Windows10FixIntel4000Driver

Now to tackle the blue screen of death caused by the AMD Radeon video driver…

Update August 10, 2015:

Peer-to-peer Windows Updates – potentially OK if the computer is connected to a trusted network, and the default Windows Update settings are adjusted; potentially dangerous at the default setting.  The default settings for Windows Updates essentially make your computer part of a world-wide Windows Update torrent.   If your computer is connected to a pay-as-you-go Internet provider, or if your Internet provider charges substantial fees for exceeding a certain monthly data cap (6GB per month, for instance), you should definitely modify the default update settings.  If you are concerned about your computer retrieving and automatically installing Windows updates from computers that have no association with Microsoft, other than the computers are running Windows 10, you should definitely modify the default update settings.  I was made aware of this particular issue when discussing Windows 10 with a relative who is an IT expert.  I also read a couple of articles today that described the torrent-like behavior of Windows 10 updates.

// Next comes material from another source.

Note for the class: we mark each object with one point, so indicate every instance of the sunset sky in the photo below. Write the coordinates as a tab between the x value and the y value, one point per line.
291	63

To fix the default setting, select Settings from the Start menu, then click Update & security.  Click Advanced options, then click Choose how updates are delivered.

Windows10DisableWindowsUpdateSharing1\

If your computer is always connected to a trusted network (never taken to a coffee shop, hotel, LAN party, etc.), consider changing the default setting to PCs on my local network – this setting could be beneficial if you have a pay-as-you-go or monthly capped Internet connection.  If you ever connect the computer to an untrusted network, consider changing the default On setting to Off.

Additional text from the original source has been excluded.